Sonntag, 29. Dezember 2024

mein dezember

der dezember ist ja meist ein bisschen ein gedrängter monat, weil so richtig rechnet man mit ihm ja nur bis zu den festtagen - die altjahrwoche ist dann fast nur noch anhängsel und idealerweise ohne termine. 


in meinen dezember musste in diesem jahr noch mal mehr passen - denn einerseits gab es jahreszeitlich viel im neuen job zu tun (grittibänzbacken, weihnachtsbaumholen und -aufstellen, adventsfenster im quartierzentrum neben einführung einer neuen buchungssoftware bevor ich noch so richtig in die alte eingearbeitet bin) und auch noch einiges in der werkstatt zu erledigen (ein aufgeschobener auftrag und einige kurstermine) - andererseits war da ja auch noch die reise nach salzburg, von der ich schon berichtete. und wie immer im dezember wollte auch noch ein winterbrief für die filzszene, meinen verein, fertiggestellt werden. gefühlt eilte ich deshalb im advent stets von baustelle zu baustelle - besinnlich geht anders. 

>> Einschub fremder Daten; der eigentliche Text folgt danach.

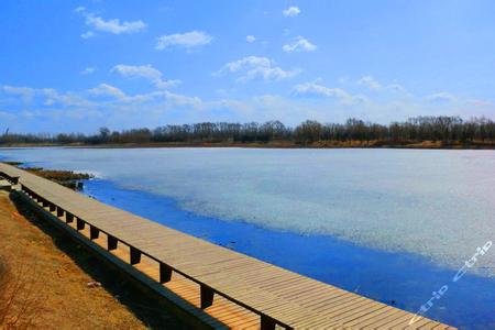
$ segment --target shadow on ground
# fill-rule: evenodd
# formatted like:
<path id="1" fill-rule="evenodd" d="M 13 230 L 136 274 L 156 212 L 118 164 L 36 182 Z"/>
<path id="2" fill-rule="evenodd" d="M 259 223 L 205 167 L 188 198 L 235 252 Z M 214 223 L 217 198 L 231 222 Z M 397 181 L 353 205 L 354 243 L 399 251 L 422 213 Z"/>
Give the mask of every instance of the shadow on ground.
<path id="1" fill-rule="evenodd" d="M 129 308 L 140 320 L 151 329 L 189 329 L 180 319 L 166 310 L 155 298 L 138 287 L 119 271 L 109 265 L 85 246 L 70 239 L 62 229 L 43 219 L 31 209 L 15 193 L 10 194 L 19 213 L 47 234 L 54 244 L 96 282 L 101 283 L 109 294 Z"/>

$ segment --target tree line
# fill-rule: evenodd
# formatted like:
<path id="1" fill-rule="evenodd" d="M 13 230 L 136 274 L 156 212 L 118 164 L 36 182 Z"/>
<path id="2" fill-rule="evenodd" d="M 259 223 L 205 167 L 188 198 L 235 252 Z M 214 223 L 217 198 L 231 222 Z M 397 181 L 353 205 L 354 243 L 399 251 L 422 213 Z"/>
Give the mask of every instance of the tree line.
<path id="1" fill-rule="evenodd" d="M 344 123 L 320 123 L 307 120 L 294 128 L 280 121 L 265 123 L 201 122 L 167 124 L 154 130 L 146 128 L 111 131 L 101 128 L 95 134 L 20 134 L 8 131 L 0 144 L 145 144 L 145 143 L 267 143 L 296 144 L 316 142 L 360 142 L 403 144 L 424 141 L 444 143 L 495 142 L 495 122 L 487 118 L 463 120 L 460 117 L 416 117 L 387 125 L 351 118 Z"/>

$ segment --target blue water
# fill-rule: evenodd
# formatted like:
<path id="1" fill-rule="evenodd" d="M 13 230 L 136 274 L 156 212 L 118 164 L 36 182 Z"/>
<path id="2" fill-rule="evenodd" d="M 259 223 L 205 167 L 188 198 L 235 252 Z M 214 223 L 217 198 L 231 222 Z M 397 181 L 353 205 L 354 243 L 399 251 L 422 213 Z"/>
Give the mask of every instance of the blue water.
<path id="1" fill-rule="evenodd" d="M 366 297 L 418 311 L 431 293 L 448 293 L 425 314 L 464 329 L 495 329 L 495 280 L 457 272 L 408 253 L 367 249 L 328 235 L 267 230 L 180 209 L 170 198 L 125 190 L 108 180 L 86 182 L 84 193 L 156 222 Z M 462 266 L 462 262 L 460 267 Z"/>
<path id="2" fill-rule="evenodd" d="M 495 152 L 20 148 L 0 160 L 92 172 L 85 194 L 425 316 L 495 329 Z"/>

hätte ich kein foto gemacht, hätte ich das lustige intermezzo mit der haselmaus deshalb beinahe vergessen. die war nämlich in einen unserer lichtschächte im keller gefallen oder vielleicht auch geklettert und musste befreit werden. das drahtgeflecht gehört übrigens nicht zu einer falle, sondern ist ein obstkorb, den mir mal eine liebe freundin geschenkt hat.

übrigens habe ich es dann auch noch zuhause zu zwei adventsmärkten geschafft - an einem freitag mit kai zum adventszauber in der unteren halde (anschliessend gingen wir muscheln essen) 

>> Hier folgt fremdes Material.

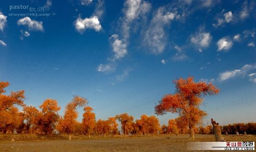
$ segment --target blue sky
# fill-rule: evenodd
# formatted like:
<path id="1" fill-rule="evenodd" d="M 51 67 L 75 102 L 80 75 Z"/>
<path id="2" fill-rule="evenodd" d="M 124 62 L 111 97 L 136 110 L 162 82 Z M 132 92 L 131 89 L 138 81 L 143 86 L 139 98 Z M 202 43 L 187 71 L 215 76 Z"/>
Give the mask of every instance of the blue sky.
<path id="1" fill-rule="evenodd" d="M 28 105 L 56 99 L 62 114 L 79 95 L 98 119 L 138 119 L 175 92 L 174 80 L 191 75 L 221 90 L 205 99 L 205 123 L 255 122 L 254 1 L 0 4 L 0 81 L 25 90 Z M 158 117 L 164 124 L 176 116 Z"/>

und zum winterwunterland (oder wie auch immer die ansammlung von glühweinbuden sich nennt) mit den kolleginnen vom neuen job. (bild ohne kolleginnen, dafür von der schönen beleuchtung am stadtturm).

ein kurzes duchatmen vor den feiertagen: ein besuch im kino, gesehen haben wir den neuen film von pedro almodovar "the room next door" mit tilda swinton. ein kammerspiel, so haben wir es auch empfunden, in dem es zwar vordergründig um das sterben geht, aber in den gesprächen halt auch so viel anderes angesprochen wird. dazu ein augenschmaus, wenn man es nicht als zu gestylt empfindet. 

ein technisches problem nach der schweiztypischen pause im film.

pünktlich zum vierten advent kam dann auch noch ein wenig schnee - rechtzeitig zugleich, um bis weihnachten wieder geschmolzen zu sein. 

kurz vor dem schnee traf meine mutter ein - abgeholt und herchauffiert vom mittleren enkelkind.

nun schon zum zweiten mal starteten die weihnachtsfeierlichkeiten bei uns mit dem weihnachtsfest in der wohn ateliergemeinschaft des grossen sohns. diesmal gab es sogar musikalische darbietungen von der hauseigenen band. 

tags drauf schmückten kai und die tochter den baum. 


erinnerungen an kater kasimir.

gelegenheit für lustige fotos für allerletzte weihnachtsgrüsse.

der baum in diesem jahr komplett nur mit licht und motivkugeln. und einer schleife auf einer seiner spitzen. 

die restlichen kinder trafen erst ein, als alles schon festlich geschmückt war - zum gemeinsamen abendessen und zur bescherung. schön war es, acht menschen am tisch zu haben! 

am ersten weihnachtstag kochten wir noch einmal festlich - mit veganer vorspeise und hauptgang, zu dem wahlweise auch fleisch gereicht wurde. 

und am zweiten weihnachtstag waren wir schon wieder unterwegs - zuerst zu familie des bruders meines vaters, hier wurden wir regional festlich bekocht mit schäufele, kartoffelsalat und nüsslisalat. am nachmittag ging es weiter in die alte heimat, wo wir meine mutter rechtzeitig vor den geplanten jahresendfeierlichkeiten ablieferten und den schwiegervater zum ersten mal im pflegeheim besuchten.

unterwegs: testturm in rottweil  

anderntags ging es wieder nach hause in die schweiz - nicht ohne einen abstecher zu kunst, in diesem jahr ins schauwerk nach sindelfingen, wo lichtkunst aus der sammlung ausgestellt war.

und in einem anderen teil junge künstler ihre ergebnisse aus studienaufenhalten am artlab zeigten. unter anderem eine licht- und klanginstallation, die wir alle drei zum interessantesten werk erkoren.

von den weihnachtstagen sind noch ein paar übrig, wir werden noch besuch über silvester haben und ich werde, wie schon an den weihnachtfeiertagen punktuell ein bisschen arbeiten. und natürlich mich um einen jahresrückblick bemühen.